Hart had written the original draft of the play himself in 1929. Producer Sam Harris arranged then for Kaufman to work with him on several substantial rewrites. It was the first of their many collaborations.[1] The original Broadway production, directed by Kaufman, opened at the Music Box Theatre on September 24, 1930 and ran for 406 performances. The cast included Grant Mills as Jerry Hyland, Jean Dixon as May Daniels, Hugh O'Connell as George Lewis, Spring Byington as Helen Hobart, Charles Halton as Herman Glogauer, Janet Currie as Phyllis Fontaine, Eugenie Frontai as Florabel Leigh, Sally Phipps as Susan Walker, and Kaufman as Lawrence Vail, a role Moss Hart essayed later in the run.

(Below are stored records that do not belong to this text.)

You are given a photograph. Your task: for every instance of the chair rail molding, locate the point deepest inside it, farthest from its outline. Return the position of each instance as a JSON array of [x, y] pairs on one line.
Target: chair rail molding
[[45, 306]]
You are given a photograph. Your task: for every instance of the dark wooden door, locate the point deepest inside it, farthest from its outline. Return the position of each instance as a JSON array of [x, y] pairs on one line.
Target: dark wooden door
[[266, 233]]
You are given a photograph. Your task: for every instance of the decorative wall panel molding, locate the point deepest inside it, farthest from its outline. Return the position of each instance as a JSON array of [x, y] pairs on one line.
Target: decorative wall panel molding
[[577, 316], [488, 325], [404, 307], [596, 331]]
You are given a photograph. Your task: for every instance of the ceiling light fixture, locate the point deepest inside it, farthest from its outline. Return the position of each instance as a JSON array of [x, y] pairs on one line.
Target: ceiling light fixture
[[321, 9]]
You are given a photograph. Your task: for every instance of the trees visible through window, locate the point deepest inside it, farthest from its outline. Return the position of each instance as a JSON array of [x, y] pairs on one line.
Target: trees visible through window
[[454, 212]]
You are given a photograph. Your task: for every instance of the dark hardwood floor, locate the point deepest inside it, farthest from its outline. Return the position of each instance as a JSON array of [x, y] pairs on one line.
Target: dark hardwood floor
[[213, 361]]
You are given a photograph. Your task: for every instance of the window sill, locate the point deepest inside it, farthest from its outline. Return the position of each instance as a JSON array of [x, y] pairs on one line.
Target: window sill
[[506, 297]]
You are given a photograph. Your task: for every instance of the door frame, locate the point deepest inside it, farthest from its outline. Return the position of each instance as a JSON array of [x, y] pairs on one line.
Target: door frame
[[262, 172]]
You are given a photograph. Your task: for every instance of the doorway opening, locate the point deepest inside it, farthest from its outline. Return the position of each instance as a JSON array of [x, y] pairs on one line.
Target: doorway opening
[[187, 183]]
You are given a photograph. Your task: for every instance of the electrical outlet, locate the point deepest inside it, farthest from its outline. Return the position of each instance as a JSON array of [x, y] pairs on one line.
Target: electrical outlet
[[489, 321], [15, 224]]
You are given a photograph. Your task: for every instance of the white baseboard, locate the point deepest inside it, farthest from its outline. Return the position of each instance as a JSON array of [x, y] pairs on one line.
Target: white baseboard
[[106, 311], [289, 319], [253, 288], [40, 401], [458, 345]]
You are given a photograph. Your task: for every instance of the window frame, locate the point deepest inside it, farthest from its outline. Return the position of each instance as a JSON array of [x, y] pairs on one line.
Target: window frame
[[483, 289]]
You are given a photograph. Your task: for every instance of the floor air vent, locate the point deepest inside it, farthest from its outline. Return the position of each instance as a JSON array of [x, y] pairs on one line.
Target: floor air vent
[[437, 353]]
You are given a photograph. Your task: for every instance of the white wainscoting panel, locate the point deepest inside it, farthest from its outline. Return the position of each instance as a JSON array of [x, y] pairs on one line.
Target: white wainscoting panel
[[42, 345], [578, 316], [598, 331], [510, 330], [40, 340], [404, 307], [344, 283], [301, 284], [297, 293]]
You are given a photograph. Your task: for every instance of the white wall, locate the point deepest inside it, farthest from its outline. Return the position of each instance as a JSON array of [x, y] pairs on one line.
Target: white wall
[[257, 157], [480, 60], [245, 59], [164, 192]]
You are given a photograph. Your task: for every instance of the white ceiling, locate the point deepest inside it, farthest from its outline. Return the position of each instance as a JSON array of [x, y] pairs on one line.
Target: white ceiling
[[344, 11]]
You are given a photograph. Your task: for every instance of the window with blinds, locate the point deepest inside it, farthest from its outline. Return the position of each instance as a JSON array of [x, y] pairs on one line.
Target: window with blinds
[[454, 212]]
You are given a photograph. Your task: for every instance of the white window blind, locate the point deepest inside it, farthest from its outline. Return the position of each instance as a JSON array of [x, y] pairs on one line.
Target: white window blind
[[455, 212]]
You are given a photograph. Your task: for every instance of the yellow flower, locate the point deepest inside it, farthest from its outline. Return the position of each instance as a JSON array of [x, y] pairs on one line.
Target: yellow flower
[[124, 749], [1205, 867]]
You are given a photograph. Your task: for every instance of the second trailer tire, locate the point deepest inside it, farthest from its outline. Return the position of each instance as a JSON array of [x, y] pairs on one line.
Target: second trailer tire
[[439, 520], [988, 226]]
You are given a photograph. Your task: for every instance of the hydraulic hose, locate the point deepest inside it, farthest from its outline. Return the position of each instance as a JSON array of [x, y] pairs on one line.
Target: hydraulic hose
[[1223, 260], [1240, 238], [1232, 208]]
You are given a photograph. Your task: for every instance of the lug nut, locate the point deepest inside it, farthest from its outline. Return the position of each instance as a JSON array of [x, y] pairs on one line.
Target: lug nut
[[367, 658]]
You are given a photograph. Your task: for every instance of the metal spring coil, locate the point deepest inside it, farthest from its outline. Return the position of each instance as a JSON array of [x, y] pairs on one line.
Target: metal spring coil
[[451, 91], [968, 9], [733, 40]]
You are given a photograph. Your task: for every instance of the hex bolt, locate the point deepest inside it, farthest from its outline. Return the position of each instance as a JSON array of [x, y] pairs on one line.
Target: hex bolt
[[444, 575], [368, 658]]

A Broadway revival directed by Tom Moore opened at the Circle in the Square Theatre on June 15, 1978 following 21 previews and ran for 85 performances. The cast included John Lithgow as George Lewis, Deborah May as May Daniels, Treat Williams as Jerry Hyland, Jayne Meadows as Helen Hobart, George S. Irving as Herman Glogauer, Lee Meredith as Florabel Leigh, Julia Duffy as Susan Walker, Michael Jeter as one of the pages, and Max Wright, who won the Theatre World Award for his portrayal of Lawrence Vail.

In 1979, Trevor Nunn directed a Royal Shakespeare Company production at the Aldwych Theatre in London, with a cast that included David Suchet, Richard Griffiths, Zoë Wanamaker, Peter McEnery, Ian Charleson, Juliet Stevenson, and David Bradley. Gillian Lynne notably staged the elaborate John Napier scene changes and an unforgettable fifteen minute tap-dancing finale. Nunn was nominated for an Olivier Award for his direction.

A London production directed by Edward Hall opened at the Royal National Theatre on December 5, 2005 and ran until March 11, 2006. It featured David Suchet as Herman Glogauer, Adrian Scarborough as George Lewis, and Victoria Hamilton as May Daniels.[2]

Adaptations[edit]

The play was sold to Hollywood. The film version was released by Universal Studios in 1932, starring Jack Oakie, Sidney Fox, Louise Fazenda, Aline MacMahon, and Zasu Pitts.